CBOE agreed to pay a $6 million penalty and implement major remedial measures to settle the SEC's charges. The financial penalty is the first assessed against an exchange for violations related to its regulatory oversight. Previous financial penalties against exchanges involved misconduct on the business side of their operations.
Self-regulatory organizations (SROs) must enforce the federal securities laws as well as their own rules to regulate trading on their exchanges by their member firms. In doing so, they must sufficiently manage an inherent conflict that exists between self-regulatory obligations and the business interests of an SRO and its members. An SEC investigation found that CBOE failed to adequately police and control this conflict for a member firm that later became the subject of an SEC enforcement action. CBOE put the interests of the firm ahead of its regulatory obligations by failing to properly investigate the firm's compliance with Regulation SHO and then interfering with the SEC investigation of the firm.

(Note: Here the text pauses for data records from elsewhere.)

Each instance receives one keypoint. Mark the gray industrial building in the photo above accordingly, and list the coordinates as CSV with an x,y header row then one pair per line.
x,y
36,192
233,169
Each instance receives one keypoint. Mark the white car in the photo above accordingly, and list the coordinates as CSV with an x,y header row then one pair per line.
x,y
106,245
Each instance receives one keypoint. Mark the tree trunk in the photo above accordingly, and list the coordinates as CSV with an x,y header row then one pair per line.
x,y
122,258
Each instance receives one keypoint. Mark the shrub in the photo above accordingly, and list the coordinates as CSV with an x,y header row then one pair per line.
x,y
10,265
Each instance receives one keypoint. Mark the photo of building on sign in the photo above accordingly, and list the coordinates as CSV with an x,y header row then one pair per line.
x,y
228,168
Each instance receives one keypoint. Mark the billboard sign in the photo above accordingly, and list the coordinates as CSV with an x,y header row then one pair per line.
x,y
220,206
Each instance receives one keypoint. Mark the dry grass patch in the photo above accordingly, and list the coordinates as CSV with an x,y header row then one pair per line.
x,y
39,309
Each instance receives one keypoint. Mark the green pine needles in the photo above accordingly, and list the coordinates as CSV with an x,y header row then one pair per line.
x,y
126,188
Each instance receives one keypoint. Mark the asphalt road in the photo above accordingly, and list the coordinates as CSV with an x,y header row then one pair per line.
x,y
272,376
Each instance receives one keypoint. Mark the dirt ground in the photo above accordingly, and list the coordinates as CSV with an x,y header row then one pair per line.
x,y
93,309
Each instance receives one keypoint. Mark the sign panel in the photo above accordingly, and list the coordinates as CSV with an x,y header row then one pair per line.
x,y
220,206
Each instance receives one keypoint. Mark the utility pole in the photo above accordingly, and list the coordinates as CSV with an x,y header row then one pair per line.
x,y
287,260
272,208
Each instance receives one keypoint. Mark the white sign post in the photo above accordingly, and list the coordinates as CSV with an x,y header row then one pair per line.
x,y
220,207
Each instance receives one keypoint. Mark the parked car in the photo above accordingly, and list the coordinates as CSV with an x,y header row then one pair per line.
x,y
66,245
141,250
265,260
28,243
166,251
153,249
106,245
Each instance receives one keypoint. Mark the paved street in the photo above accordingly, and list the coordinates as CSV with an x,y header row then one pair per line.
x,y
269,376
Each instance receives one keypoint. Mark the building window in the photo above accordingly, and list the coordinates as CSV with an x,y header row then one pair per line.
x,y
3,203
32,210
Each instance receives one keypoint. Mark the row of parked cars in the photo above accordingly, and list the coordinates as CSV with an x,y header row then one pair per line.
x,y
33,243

According to the SEC's order instituting settled administrative proceedings, CBOE demonstrated an overall inability to enforce Reg. SHO with an ineffective surveillance program that failed to detect wrongdoing despite numerous red flags that its members were engaged in abusive short selling. CBOE also fell short in its regulatory and compliance responsibilities in several other areas during a four-year period.
"The proper regulation of the markets relies on SROs to aggressively police their member firms and enforce their rules as well as the securities laws," said Andrew J. Ceresney, Co-Director of the SEC's Division of Enforcement. "When SROs fail to regulate responsibly the conduct of their member firms as CBOE did here, we will not hesitate to bring an enforcement action."